Dopo la precedente edizione dedicata a Salvatore Sciarrino, a cui si abbinava la dicitura “L’eco delle voci”, quest’anno risulta chiara una maggiore propensione al rapporto fra musica e scena con la presenza della frase “Ascoltando Beckett”.

Un percorso che uscendo dai canonici spazi musicali del Festival milanese, porterà la programmazione in teatri di prosa, come il Teatro Piccolo, per poi giungere a naturale conclusione con le recite previste in Scala dell’opera di Kurtág, Fin de partie, dal conosciuto dramma beckettiano.

In Scala ha avuto luogo anche il concerto d’inaugurazione, in diretta Rai e dedicato alla memoria di Luciano Pestalozza e Claudio Abbado, con un programma fortemente incentrato sul tema della rassegna e sui due protagonisti di questa edizione: il primo brano vedeva la presenza di ben due Kurtág, anche il figlio è compositore, il secondo, invece, prende nome ed ispirazione dall’omonimo romanzo di Beckett.

Zwiegespräch è un dialogo fra sintetizzatori e orchestra ma è anche fra due diversi modi di intendere e pensare musica, quello di Kurtág padre e quello del figlio.

Pagine dal sofferto passato che hanno visto negli ultimi vent’anni numerose e continue revisioni, non ultima la trascrizione orchestrale di Olivier Cuendet.

Il solismo del sintetizzatore, nonostante ottime soluzioni elettroniche, rivela la culla ambientale della propria genesi, anni novanta, e si riallaccia all’attuale sentire con un sapiente uso delle amplificazioni.

Più presenza e protagonismo, invece, nel secondo brano, a partire dal solista e dalla sua ottima performance, il trombonista Mike Svoboda, e da parte della Filarmonica della Scala e del direttore di serata, Gergely Madaras.

In Watt di Pascal Dusapin, il solista è l’attore del romanzo beckettiano ma il continuo volgere e stravolgere di azioni che creano e manipolano il protagonista, è in mano all’orchestra che ordisce la trama.

Il solista concede anche un bis, d’impatto e molto apprezzato. Un’improvvisazione che è sembrato più uno spot alle enormi potenzialità dello strumento, spesso relegato agli ultimi leggii dell’orchestra e non ai ruoli solistici.

Tanto, invece è stato detto, sulla musica di Stravinskij, personaggio silenzioso e solerte di ogni festival di contemporanea nostrano.

La scelta di proporre Petruška da parte del giovane direttore magiaro è sicuramente stata coraggiosa. Il brano è uno dei cavalli di battaglia del direttore musicale della Filarmonica, Riccardo Chailly, che spesso negli ultimi anni l’ha portato ai pubblici italiani ed europei.
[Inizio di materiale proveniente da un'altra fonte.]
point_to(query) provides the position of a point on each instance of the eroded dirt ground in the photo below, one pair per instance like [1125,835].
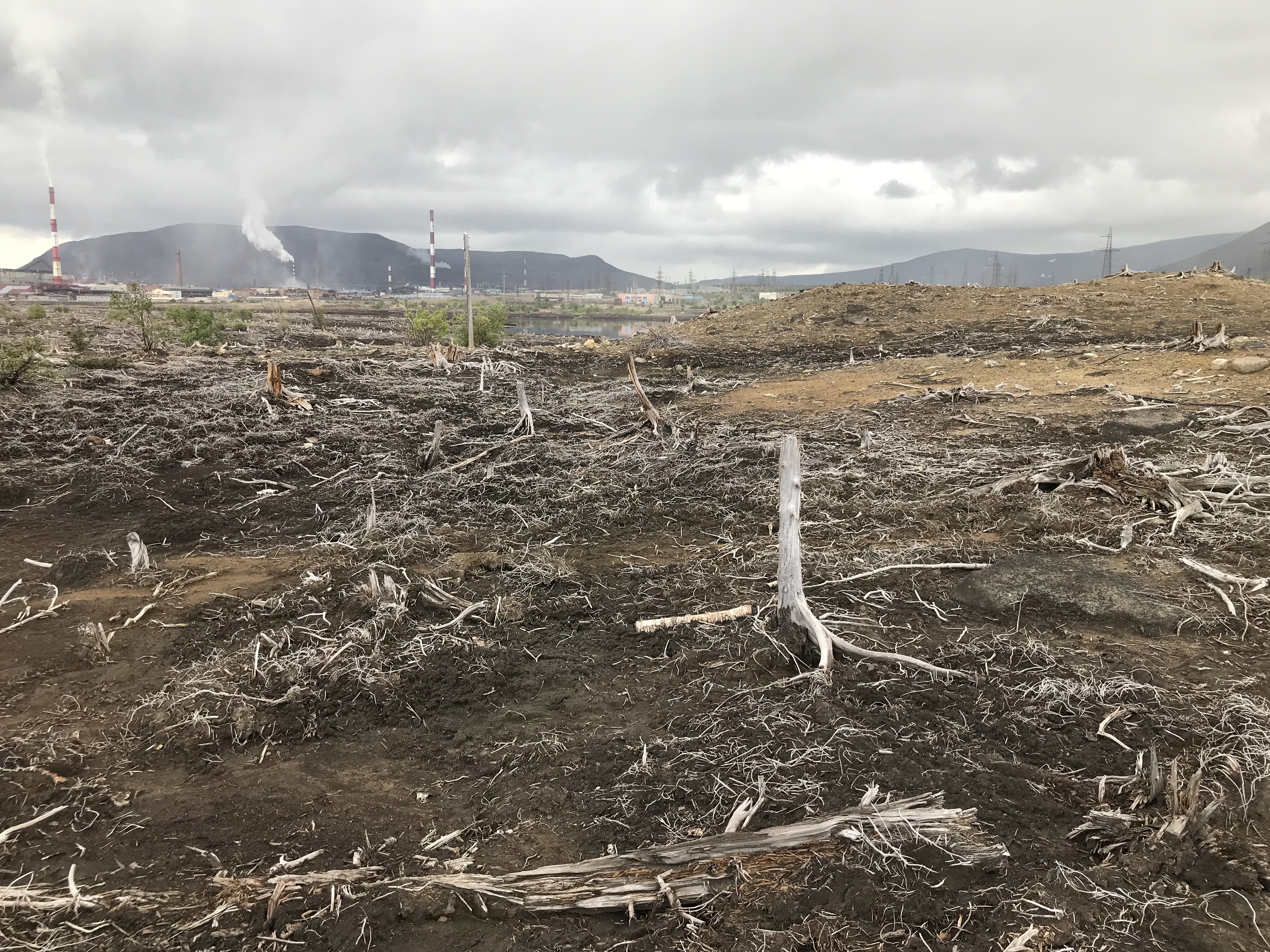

Premessa necessaria perché probabilmente non c’è stato quel tempo fisiologico per trasmettere le proprie intenzioni ad un brano di per sé molto complesso e che necessita di una sinergia totale con la compagine orchestrale.

La rigida coerenza fra i tempi e alcune sviste, prontamente riassorbite dai professori orchestrali, sono quindi, a mio avviso, riconducibili a questa difficoltà.

Applausi sinceri da parte del pubblico numeroso, in ogni settore del teatro.

Il Festival continuerà nel suo articolato percorso nelle prossime settimane, alternando appuntamenti cameristici ad altri appuntamenti orchestrali, fino a fine novembre.